Dive Brief:
- Facebook is completely closing down its FBX ad exchange on Nov. 1, in a move that has been widely expected by the digital advertising industry.
- The ad exchange retargeted audiences on non-Facebook websites, but only worked on Facebook’s desktop site. As mobile has become the main driver of its ad revenue, accounting for 82% of Q1 revenue, the decision comes as no surprise.
- Another knock against the outgoing exchange is it didn’t support video ads, another key ad unit for the social giant.
Dive Insight:
Facebook has been fairly aggressively reworking its advertising options in order to offer both end users and marketers the best value and experience. This move looks to be simply ending a low-value technology for everyone involved, including Facebook. The move is also a very strong indicator in the value Facebook is placing on mobile and video advertising.

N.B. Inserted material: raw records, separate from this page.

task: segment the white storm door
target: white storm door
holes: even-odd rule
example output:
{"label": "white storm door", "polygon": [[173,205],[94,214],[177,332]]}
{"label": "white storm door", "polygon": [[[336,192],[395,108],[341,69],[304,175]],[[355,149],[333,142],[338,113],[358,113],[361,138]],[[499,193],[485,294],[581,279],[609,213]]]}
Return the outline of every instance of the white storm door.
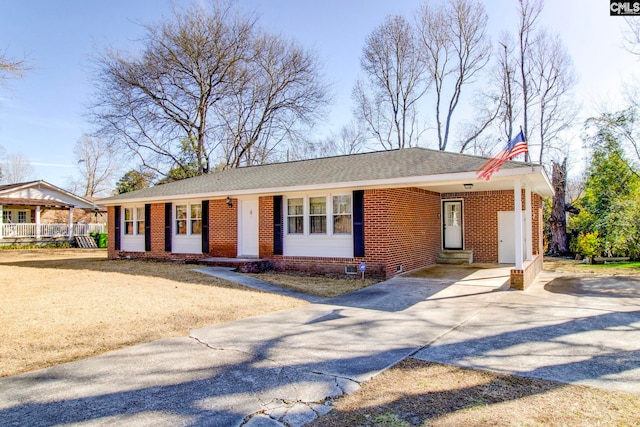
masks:
{"label": "white storm door", "polygon": [[[522,253],[525,252],[525,226],[526,212],[522,211]],[[515,247],[515,224],[516,215],[514,211],[498,212],[498,263],[499,264],[515,264],[516,263],[516,247]]]}
{"label": "white storm door", "polygon": [[462,249],[462,201],[443,202],[444,249]]}
{"label": "white storm door", "polygon": [[258,256],[258,199],[238,201],[238,256]]}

One loser in the closing of FBX, according to reporting by Seeking Alpha, are some of the companies that worked through the exchange. For example, Criteo, a company that delivered retargeted e-commerce ads via FBX, saw its shares drop on the news of the exchange’s closure on Wednesday.

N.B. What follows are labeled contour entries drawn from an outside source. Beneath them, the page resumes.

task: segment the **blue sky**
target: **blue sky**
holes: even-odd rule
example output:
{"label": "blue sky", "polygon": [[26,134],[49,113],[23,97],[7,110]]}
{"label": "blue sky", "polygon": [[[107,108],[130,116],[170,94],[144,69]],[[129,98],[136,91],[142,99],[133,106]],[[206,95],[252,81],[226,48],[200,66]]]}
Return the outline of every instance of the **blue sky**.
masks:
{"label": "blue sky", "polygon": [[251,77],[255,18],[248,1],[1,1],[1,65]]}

Meanwhile, Matt Idema, Facebook’s VP of product monetization, told Ad Exchanger, “FBX was built as a retargeting tool for desktop and, over the years, consumer use of Facebook has shifted more and more to mobile.”
Examples of Facebook’s emphasis on high-value advertising include its Dynamic Ads format, its slow shuttering of LiveRail capabilities, and internal research that led the social media giant to favor native and video ads over what it called "valueless" banner ads.